Bless ny dad, as the primary caregivers he does it all but the other day he asked me if I could possibly go with him to get my mom (who has lost weight) new bras and underwear. He just felt “out of his element” in the lingerie store and all the different sizes made no sense to him. Just didn’t know what to buy her. Of course I said I would go and that was our adventure today.

On the whole it was relatively normal. Went to the outlet mall and went into the Hanes/Bali store. Asked a clerk to measure my mom for undies and bras. Then we had to convince mom that she should take off her coat so we got the right measurements. Did I mention she NEVER wants to take her coat off anymore?

Then we picked out some bras to try on. Off mom and I go into the changing room to make sure they fit correctly. Then I had to convince mom to take her shirt and bra off, and put a new bra on. Believe it or not, that part went well. But…(sorry if this is too much information) she put the bra on and I fixed the hooks in the back. When I turned her around I realized that unlike most women who adjust the bra and/or their breasts to fit in the cup of the bra correctly she hadn’t and had no intention of doing so.

When I asked her to lift and adjust her breasts she had no concept of what I was asking. So, yes, it was time to get up close and personal with my mom. I apologized for “getting personal” and then reached in her bra, lifted up her breast and settled it in the cup correctly.

Voila! She had cleavage again and her shirt fit better. It made me think of a mom helping her teenage daughter get fitted for her first bra. I know as things progress we will most likely cross many physical boundaries and personal space. This was relatively minor but a new step in the adventure.

So….we keep moving, keep experiencing new moments together. Don’t worry mom- I got you.

Creatures of habit

Funny how the human is a creature of habit. Even in the middle of disease, we still cling to our routines. Maybe even more so.

We have been snowed in with very inclement weather for well over a week.

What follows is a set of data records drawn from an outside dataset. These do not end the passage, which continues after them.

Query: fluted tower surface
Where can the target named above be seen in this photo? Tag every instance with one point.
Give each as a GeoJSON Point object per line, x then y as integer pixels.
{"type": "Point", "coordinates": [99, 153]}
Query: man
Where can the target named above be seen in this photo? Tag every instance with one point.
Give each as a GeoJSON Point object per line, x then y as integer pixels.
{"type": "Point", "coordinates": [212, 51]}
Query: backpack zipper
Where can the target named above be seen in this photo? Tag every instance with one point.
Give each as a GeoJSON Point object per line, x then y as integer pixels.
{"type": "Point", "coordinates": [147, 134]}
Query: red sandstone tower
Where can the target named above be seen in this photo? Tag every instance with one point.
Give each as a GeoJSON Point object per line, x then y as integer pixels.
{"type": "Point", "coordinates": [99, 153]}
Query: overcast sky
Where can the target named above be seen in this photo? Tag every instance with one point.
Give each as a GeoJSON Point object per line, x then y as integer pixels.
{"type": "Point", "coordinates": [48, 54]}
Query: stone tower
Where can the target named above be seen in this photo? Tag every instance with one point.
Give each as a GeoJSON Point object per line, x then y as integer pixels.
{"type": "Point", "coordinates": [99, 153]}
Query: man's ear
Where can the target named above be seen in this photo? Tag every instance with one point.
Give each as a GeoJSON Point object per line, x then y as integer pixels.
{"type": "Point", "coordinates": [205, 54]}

I called today to check in on my parents and make sure they were okay. There had been reporting a of power outages in their area so I wanted to make sure they were doing okay. Not to mention that they eat out and don’t cook. I was worried that if they couldn’t get out they were struggling.

Nothing to worry about it seems but my Dad told me my Mom has been, and I quote, “hell on wheels” for the past seven days. Which just so happens to coincide with the amount of days we have been under severe winter storms. My Dadand I concluded that it was because she doesn’t like being stuck in the house and is expressing it the only way she can- being a brat. Think of a three year old being denied their favorite treat and the tantrum that ensues…..that has been my mom for the past few days.

Creatures of habit. She was used to by Dad taking her out everyday for a drive. Even if she doesn’t “remember” the routine she still feels it and knows something isn’t happening the way she wants it to. It’s kind of fascinating really.

So, do something for me and pray for better weather. Both my parents could use it.

My Hero

I’ve always considered my Dad one of my heroes. There are many reasons why I have felt that way over the years but I am constantly reminded how strong and amazing he is through the care of my mother.

The patience required to provide 24 hour care for an ALZ patient is tremendous. The fact that he accepts it when my mom is being angry, defiant, petulant, obstinate and hard to handle is amazing to me. I know there are days he wants to wring her neck and give up but honestly…. I can’t say I wouldn’t feel the same if it was my spouse. Even the most loving person can reach the point of being fed up, irritated and done.

The fact that despite everything he gets up every day and starts the whole process over makes him my hero. Of course he is lucky that my mom is an inherently a happy person but I can’t even begin to state how much I admire caregivers they truly are the unsung heroes in this world.